= Manning Sherwin =

American composer (1902–1974)

Manning Sherwin (January 4, 1902 – July 26, 1974) was an American composer. Born in Philadelphia, Sherwin attended Columbia University before embarking upon a long career in musical theatre and films.

His most enduring composition is the music for "A Nightingale Sang in Berkeley Square", lyrics by Eric Maschwitz, written for New Faces in 1940. Another wartime success, published in 1939, was "Who's Taking You Home Tonight?", with lyrics by Tommie Connor.

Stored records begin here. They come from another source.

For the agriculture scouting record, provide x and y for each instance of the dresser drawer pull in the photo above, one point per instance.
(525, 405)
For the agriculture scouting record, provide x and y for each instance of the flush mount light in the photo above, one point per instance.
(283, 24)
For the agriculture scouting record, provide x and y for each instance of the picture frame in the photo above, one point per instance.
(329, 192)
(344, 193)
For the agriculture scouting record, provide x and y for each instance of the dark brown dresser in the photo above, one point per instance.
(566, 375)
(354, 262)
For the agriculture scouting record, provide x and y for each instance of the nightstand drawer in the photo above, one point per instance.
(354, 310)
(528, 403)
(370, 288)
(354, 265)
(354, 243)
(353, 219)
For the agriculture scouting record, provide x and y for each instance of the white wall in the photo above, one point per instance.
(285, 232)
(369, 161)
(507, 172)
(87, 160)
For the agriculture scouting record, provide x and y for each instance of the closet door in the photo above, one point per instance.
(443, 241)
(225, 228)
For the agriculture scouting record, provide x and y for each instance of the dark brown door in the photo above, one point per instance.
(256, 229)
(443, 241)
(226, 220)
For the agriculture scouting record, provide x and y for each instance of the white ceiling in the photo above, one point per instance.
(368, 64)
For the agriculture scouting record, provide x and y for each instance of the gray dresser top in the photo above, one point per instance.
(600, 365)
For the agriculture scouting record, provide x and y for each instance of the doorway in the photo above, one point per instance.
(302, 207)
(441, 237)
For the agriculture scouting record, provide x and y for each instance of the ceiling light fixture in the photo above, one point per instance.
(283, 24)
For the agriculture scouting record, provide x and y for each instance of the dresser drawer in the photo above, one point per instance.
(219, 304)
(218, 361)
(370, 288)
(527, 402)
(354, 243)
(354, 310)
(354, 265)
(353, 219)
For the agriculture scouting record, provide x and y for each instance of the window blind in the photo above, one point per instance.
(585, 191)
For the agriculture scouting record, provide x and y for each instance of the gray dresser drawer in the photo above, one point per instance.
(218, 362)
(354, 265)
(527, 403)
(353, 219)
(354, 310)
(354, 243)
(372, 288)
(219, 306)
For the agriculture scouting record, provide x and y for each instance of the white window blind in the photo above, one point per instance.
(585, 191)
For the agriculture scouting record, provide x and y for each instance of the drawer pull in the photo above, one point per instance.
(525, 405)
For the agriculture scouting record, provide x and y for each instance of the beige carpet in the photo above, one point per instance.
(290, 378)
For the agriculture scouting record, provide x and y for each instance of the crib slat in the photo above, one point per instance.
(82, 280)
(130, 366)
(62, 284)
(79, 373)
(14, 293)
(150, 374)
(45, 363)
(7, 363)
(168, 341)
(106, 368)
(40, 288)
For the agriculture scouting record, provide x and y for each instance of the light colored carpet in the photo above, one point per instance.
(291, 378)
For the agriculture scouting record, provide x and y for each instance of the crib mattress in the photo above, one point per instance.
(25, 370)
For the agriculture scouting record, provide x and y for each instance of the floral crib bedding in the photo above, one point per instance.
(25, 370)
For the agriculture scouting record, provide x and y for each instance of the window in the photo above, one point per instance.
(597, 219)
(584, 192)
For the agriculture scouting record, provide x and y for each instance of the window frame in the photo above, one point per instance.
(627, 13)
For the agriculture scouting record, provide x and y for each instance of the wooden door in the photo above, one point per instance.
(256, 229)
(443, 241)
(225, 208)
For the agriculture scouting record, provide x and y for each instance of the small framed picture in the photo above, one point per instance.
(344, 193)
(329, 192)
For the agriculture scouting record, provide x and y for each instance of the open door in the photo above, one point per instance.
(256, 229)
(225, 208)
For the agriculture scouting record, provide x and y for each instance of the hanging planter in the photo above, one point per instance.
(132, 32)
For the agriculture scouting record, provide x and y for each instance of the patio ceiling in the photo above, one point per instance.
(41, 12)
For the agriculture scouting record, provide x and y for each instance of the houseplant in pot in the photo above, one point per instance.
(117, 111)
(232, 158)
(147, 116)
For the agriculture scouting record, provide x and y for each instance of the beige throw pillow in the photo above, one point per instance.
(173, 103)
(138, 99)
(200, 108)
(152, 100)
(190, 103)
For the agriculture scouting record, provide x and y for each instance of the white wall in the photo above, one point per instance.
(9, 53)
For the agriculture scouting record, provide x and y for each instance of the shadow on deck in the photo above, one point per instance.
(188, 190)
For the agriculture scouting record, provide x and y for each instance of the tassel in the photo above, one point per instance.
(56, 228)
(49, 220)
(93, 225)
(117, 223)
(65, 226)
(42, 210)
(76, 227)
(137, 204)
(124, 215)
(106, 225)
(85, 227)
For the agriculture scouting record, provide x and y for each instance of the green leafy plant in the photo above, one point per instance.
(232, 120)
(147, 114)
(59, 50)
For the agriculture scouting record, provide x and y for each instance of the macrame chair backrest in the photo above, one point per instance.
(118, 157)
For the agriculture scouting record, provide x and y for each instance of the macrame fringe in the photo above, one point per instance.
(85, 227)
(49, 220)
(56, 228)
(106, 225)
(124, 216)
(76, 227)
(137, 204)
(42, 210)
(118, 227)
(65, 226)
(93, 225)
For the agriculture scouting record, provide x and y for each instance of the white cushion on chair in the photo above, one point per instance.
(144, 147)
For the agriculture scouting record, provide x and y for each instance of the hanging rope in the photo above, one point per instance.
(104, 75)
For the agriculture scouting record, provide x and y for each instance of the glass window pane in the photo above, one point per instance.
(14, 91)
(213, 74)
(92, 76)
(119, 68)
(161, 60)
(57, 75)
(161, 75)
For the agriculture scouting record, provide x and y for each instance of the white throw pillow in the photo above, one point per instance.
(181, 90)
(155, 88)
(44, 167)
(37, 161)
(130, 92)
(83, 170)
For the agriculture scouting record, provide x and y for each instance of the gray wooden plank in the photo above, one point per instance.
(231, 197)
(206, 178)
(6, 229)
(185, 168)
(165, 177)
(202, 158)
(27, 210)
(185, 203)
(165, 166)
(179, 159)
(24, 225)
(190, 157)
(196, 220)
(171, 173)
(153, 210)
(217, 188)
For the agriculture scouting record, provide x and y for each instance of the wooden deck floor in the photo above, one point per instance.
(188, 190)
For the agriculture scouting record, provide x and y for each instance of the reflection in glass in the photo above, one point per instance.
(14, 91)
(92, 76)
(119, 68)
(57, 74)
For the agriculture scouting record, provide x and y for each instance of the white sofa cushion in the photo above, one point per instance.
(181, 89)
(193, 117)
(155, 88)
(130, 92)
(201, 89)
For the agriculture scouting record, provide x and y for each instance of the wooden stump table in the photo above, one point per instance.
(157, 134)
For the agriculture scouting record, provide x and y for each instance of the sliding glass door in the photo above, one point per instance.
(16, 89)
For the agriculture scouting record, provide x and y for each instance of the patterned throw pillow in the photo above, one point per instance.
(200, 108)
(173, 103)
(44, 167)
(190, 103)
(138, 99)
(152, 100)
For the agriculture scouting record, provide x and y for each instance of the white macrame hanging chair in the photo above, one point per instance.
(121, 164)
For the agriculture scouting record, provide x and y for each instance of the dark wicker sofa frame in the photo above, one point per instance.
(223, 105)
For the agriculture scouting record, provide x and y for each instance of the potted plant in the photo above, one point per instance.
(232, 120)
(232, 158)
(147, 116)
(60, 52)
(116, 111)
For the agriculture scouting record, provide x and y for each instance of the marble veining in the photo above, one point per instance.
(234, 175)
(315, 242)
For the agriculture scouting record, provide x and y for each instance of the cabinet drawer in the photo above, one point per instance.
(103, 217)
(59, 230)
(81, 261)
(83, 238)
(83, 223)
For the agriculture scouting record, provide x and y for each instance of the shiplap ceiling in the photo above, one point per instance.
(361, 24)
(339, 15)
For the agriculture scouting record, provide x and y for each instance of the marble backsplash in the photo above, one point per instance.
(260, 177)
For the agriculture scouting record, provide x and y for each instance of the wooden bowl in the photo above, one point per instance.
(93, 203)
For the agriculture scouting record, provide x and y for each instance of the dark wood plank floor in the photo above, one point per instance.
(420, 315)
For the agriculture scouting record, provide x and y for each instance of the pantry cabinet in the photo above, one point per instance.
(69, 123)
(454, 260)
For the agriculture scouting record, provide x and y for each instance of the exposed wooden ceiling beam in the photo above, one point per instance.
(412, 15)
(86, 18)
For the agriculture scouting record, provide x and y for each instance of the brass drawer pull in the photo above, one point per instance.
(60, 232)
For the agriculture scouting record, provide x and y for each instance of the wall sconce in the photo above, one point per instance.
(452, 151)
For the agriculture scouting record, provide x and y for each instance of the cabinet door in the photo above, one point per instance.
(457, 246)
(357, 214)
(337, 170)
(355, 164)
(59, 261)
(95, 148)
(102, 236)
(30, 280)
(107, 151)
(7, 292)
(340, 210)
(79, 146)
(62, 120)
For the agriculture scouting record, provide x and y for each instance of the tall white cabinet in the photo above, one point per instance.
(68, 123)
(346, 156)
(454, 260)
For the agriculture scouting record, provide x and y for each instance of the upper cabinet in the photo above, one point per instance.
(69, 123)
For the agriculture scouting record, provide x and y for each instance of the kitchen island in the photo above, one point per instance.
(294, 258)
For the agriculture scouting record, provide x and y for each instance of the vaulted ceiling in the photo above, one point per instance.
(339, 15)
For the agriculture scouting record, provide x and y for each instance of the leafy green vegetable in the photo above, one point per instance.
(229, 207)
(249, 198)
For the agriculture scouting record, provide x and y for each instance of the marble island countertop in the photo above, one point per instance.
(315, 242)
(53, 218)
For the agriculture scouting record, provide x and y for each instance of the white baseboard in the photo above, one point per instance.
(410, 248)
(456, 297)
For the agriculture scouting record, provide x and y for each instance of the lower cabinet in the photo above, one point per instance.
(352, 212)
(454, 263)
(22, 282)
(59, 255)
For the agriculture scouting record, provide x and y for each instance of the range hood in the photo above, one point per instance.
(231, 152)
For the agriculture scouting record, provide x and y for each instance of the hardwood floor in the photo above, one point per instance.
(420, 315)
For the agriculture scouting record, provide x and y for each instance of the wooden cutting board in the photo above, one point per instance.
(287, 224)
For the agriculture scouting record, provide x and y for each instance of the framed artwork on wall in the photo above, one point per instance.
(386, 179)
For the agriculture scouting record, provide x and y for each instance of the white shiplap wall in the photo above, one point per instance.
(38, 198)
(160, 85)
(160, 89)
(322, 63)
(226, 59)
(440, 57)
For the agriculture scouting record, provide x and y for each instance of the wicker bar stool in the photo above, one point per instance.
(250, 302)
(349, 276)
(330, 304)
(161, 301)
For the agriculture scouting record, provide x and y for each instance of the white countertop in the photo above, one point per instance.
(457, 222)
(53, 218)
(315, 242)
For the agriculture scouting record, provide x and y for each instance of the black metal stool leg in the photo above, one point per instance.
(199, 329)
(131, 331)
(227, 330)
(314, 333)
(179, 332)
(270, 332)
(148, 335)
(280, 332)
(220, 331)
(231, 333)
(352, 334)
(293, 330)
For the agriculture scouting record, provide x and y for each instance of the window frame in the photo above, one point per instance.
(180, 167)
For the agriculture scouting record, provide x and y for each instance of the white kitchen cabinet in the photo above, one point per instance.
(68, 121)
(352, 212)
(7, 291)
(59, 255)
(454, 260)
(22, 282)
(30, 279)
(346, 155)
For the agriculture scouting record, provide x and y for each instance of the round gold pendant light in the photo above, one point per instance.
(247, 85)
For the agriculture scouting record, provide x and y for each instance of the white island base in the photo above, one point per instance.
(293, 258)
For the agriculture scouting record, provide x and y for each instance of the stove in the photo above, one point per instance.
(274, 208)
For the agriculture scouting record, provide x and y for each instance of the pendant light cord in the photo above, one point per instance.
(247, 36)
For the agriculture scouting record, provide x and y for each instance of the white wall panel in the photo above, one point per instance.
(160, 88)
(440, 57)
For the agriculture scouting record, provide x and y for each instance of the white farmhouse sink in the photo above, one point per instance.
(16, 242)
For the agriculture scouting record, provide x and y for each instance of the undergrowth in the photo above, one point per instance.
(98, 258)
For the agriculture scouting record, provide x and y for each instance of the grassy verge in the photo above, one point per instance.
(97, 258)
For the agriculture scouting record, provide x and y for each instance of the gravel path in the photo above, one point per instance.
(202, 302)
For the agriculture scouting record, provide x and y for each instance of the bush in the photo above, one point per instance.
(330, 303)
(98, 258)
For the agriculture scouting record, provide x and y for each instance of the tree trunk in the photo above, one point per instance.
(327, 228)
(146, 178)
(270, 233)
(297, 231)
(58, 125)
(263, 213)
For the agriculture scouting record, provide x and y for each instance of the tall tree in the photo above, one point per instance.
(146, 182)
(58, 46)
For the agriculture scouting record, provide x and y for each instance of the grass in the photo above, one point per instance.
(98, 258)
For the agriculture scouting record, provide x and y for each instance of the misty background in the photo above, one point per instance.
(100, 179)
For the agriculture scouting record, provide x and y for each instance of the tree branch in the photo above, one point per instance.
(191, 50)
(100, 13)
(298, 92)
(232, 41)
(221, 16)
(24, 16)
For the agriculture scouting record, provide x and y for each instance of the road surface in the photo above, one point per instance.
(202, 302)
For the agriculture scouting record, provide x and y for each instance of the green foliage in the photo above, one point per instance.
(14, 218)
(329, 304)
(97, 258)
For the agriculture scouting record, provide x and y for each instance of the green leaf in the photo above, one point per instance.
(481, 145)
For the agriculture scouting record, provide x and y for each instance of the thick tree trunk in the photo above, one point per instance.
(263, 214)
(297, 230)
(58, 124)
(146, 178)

He settled in Britain in 1938, and contributed to George Posford's Magyar Melody. His musical Sitting Pretty, whose main hit was the duet "I'll Take a Little Time", was pulled early due to the outbreak of war, and he countered with Get A Load of This which achieved 698 West End performances (1941-3), Something in the Air (1943-4) (336 performances, plus 163 more in 1944-5), and Under the Counter (665 perfs in 1945-7). During the war he worked for British cinema, providing the music for hit wartime comedy features such as Miss London.

His last successful musicals were The Kid from Stratford (1948-9: 235 performances) and Her Excellency (1949) (jointly composed with Posford, whose real name was Benjamin George Ashwell, perfs 252). A number of his songs also featured in British musical films of the period.

Sherwin died in Los Angeles. He was buried in Grand View Memorial Park Cemetery in Glendale, California.